I started reading a Springer eBook recently in PDF and it flows 
perfectly, so there's one commercial publisher doing the work to 
make PDF work well. It would be interesting to know why they 
don't offer the content in EPUB or something else?  Can it be 
less expensive to add the tags to PDF than to convert the content 
to a separate format entirely?  Many of the EPUBS from Google 
Books I've seen are worse than the plain old PDFs they offer in 
terms of readability (because they seem to have relied on 
un-reviewed OCR to convert the text), although the EPUBS use less 
memory and the pages turn more quickly.

Seems like journal and book publishing are on different paths. 
University publishers of books have several cooperative 
initiatives cooking and I wouldn't be surprised to see academic 
books move to a massive shared platform.  Perhaps a side benefit 
will be the adoption of a universal format supported for ongoing 
development -- would be nice if something was both open and 
adapted to academic needs, which tend to be much greater than 
consumer needs (thus, for example, the massive, ongoing 
investments universities make in metadata creation ... leads back 
to why a semantic format like DocBook, adapted also to 
presentation or quickly convertible, must be the future).  I 
don't follow the news on university ebook publishing closely 
enough, but maybe will start now.  Journal publication seems to 
be a patchwork without a trend.


-----Original Message-----
From: owner-liblicense-l@lists.yale.edu
[mailto:owner-liblicense-l@lists.yale.edu] On Behalf Of Joseph Esposito
Sent: Friday, January 08, 2010 6:00 PM
To: liblicense-l@lists.yale.edu
Subject: Re: "Digital Industrial Complex"

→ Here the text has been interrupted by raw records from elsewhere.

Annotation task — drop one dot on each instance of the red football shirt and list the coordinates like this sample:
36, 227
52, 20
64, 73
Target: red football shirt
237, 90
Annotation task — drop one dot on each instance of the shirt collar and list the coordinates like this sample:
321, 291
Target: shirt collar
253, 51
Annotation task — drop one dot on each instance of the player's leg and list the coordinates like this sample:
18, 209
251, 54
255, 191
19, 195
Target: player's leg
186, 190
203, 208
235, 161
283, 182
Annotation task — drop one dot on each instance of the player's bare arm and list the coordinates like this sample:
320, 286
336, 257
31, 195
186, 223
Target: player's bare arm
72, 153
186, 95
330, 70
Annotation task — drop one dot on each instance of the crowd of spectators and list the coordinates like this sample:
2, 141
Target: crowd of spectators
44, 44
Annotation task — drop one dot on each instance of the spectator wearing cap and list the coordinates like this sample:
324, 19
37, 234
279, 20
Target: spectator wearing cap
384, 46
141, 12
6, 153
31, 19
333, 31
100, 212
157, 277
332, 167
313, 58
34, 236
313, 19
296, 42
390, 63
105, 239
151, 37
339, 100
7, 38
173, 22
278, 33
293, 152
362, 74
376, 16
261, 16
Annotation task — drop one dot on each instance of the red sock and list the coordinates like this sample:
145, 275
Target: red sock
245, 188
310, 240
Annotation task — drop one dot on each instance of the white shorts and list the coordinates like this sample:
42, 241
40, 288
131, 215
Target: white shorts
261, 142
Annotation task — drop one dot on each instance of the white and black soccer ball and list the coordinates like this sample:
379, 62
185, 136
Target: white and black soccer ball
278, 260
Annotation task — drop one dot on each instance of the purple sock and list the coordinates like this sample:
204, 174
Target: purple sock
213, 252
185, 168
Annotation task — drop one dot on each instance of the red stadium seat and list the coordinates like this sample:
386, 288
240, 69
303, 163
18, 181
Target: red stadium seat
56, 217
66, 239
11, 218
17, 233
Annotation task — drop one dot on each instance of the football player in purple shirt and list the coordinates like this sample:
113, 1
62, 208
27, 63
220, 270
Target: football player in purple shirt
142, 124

The PDF is the millstone around the neck of scholarly 
communications today.  But it will drag its proponents under the 
water soon, and other formats will thrive.

I repeat a core thesis:  the future of scholarly communications 
is going to be built on the infrastructure of consumer 
publishing.  This is because in a networked world, the number of 
nodes connected to a network matter (Metcalfe's Law), and the 
consumer market has the big numbers.  Scholarly needs will be 
layered on top of consumer infrastructure.  Rather than ask, What 
kind of technology should we bring to the platforms, technical 
and cultural, of an academic institution?--we should be asking, 
How do we meaningfully layer academic needs and interests onto 
the platforms of the consumer market, such things as Google, the 
iPhone, and Twitter?  And, good lord, how we need those academic 
layers:  a day spent researching new consumer media makes one 
wonder if anyone out there except the engineers have half a 
brain.

Take a look at the beta site for Google Editions.  Now imagine a 
world with a billion smartphones, all of which display text 
through a browser.  Or go the next step and purchase a Droid at 
Verizon and then go to the Google Editions beta site.  Now ask 
yourself what you are going to do with all those PDFs whose text 
will not reflow to fit a mobile reading device.  Next question: 
Since a Droid is clearly inadequate for many aspects of scholarly 
communications, how do we supplement the Droid (layering on the 
infrastructure) to meet academic requirements?